So, I mentioned in my last post that I was looking for a quote I recall from the George Bernard Shaw play SAINT JOAN, which I read some thirty years ago (along with MAJOR BARBARA, TOO TRUE TO BE GOOD, SHAKES VS. SHAV, and best of all HEARTBREAK HOUSE) and have never been tempted to reread since.
Except that now I need the quote for something I'm working on, which I remember but not precisely enough for quoting --and besides, I need the page number and all for correct citation.
On my first go yesterday I cdn't find the exchange, which I remembered as being about people believing in the flat earth because it fit what they cd see with their own eyes. After all, believing in a round earth involved embracing an abstraction over the immediate and concrete. I was beginning to fear I'd need to read the whole play to find these lines. I did find what seemed to be Shaw's comment on the scene in the Preface:
"She never doubted that the sun went round the earth: she had seen it do so too often."

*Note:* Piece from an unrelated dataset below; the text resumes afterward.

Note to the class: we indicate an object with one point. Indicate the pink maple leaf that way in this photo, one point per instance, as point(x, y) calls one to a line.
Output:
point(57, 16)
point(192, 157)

While this conveys the same sentiment, it wasn't the exchange in dialogue I remembered, and lacked its sting.Luckily today I found what I was looking for, through the somewhat circuitous route of the Australian Gutenberg Project. Here's the quote:
LA TRÉMOUILLE. And who the deuce was Pythagoras?
THE ARCHBISHOP. A sage who held that the earth is round, and that it moves round the sun.
LA TRÉMOUILLE. What an utter fool! Couldnt he use his eyes?
That's the quote I was looking for, except I remembered them as having mentioned Copernicus, not Pythagoras; good thing I looked it up.
--JDR
current reading: Stonehenge book, some odds and ends by Shaw.
current reading: Stonehenge book, some odds and ends by Shaw.
2 comments:
We staged "Too True to Be Good" a few years ago. I'd never read it before, and I liked it a lot.
Weird coincidence. In an essay of mine on Tolkien's 1954 nomination of E. M. Forster for the Nobel Prize in Mythlore 2017, there's an extended footnote discussing Shaw's SAINT JOAN. Nothing to do with your post topic, but just one of those odd things nonetheless.